За стеной в соседней комнате скрипнула дверца открываемого шкафа. Этот звук внезапно вернул меня в родной дом. И на год-полтора назад во времени. Тогда тоже у соседей скрипела дверца шкафа, будто у меня в комнате. Так, раздражающее когда-то и причиняющее столько неприятности там, показалось мне сейчас в нескольких тысячах километров от дома в пустой холодной комнате общежития, затерявшегося в горах центральной Азии, родным и милым. Не так ли после смерти? Душа будет радоваться даже мелким и раздражающим проявлениям земной жизни, пока самый слабый отголосок этой жизни не замрёт вовсе.

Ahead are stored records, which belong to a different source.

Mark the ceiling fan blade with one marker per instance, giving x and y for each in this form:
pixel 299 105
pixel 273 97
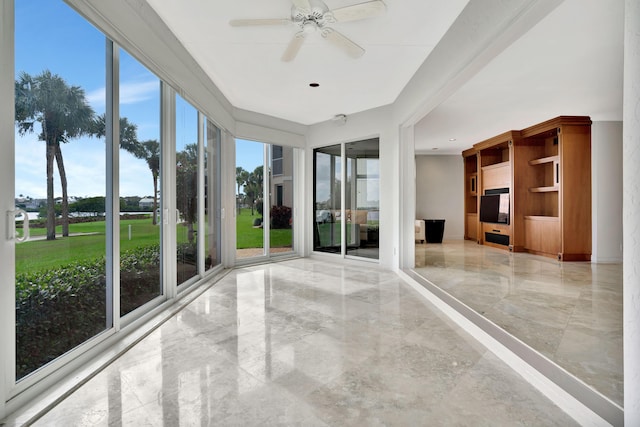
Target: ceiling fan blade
pixel 301 4
pixel 294 47
pixel 355 12
pixel 258 22
pixel 342 42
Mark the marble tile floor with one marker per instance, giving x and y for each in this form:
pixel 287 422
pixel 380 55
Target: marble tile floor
pixel 571 312
pixel 312 343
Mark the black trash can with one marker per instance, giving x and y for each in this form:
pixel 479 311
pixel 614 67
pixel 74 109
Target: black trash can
pixel 434 230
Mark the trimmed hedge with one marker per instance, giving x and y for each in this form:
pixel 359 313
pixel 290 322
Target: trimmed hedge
pixel 280 217
pixel 58 309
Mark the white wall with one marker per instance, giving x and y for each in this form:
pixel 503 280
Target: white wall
pixel 631 214
pixel 440 192
pixel 606 179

Вчера самолётом я пересёк полстраны. Ташкент встретил меня прекрасной улыбкой раннего весеннего дня. Светило солнце, играла музыка, дымились шашлыки и плов. Здесь, в аэропорту Ташкента, завязан один из самых тугих узлов советской действительности. Именно в этой точке для многих солдат-интернационалистов из ограниченного воинского контингента кончается война и начинаются мирные будни. Штаб содействия (по-моему, так!) воинам-интернационалистам в приобретении авиабилетов в любой угол страны – в самом центре зала ожидания нового аэропорта. Угрюмые лица солдат встретились мне за два-три часа, что я провёл в аэропорту, не однажды. Лётчики военно-транспортной авиации и вежливые офицеры – другое, пожалуй, уже моё поколение советских мужчин. Люди они весьма самостоятельные на вид, и мне было приятно, оказавшись за одним столиком в чайхане с майором примерно моих лет, услышать от него очень корректное: «Приятного аппетита!» – и вежливый кивок головы в мою сторону. Может быть, я для него первый соотечественник, с которым он трапезовал за одним столом после войны на юге.

У самого трапа самолёта продают цветы, кассеты со звукозаписями (отсюда и слышна постоянно музыка), огромные дыни, кроссовки, те самые, в которых наши интернационалисты предпочитают ходить в атаку в Афгане. Можно тут купить и пятнистую камуфляжную панаму на память о заканчивающейся непопулярной войне. Стыдливой войне русской нации. Ведь уже целое поколение наших молодых людей, мальчиков и подростков выросло под огромной тенью непонятно откуда взявшейся угрозы получить пулю в лоб или кинжал в спину, едва выйдя за порог нашей мирнейшей и счастливейшей державы в дружественную, охваченную кровавым пламенем революции страну. Кто породил эту угрозу?

Я еду в город, в центр его, на монументальную и совершенно пустую площадь, где витает дух Рашидова, Брежнева, всего мрачно-опереточного Политбюро тех недавно прошедших лет. Здесь всё настолько огромно, что человек кажется муравьём. Я не стал подходить к самому пьедесталу, вздымающему каменного вождя с воздетой стандартно рукою, размер ладони которой приближается к метру.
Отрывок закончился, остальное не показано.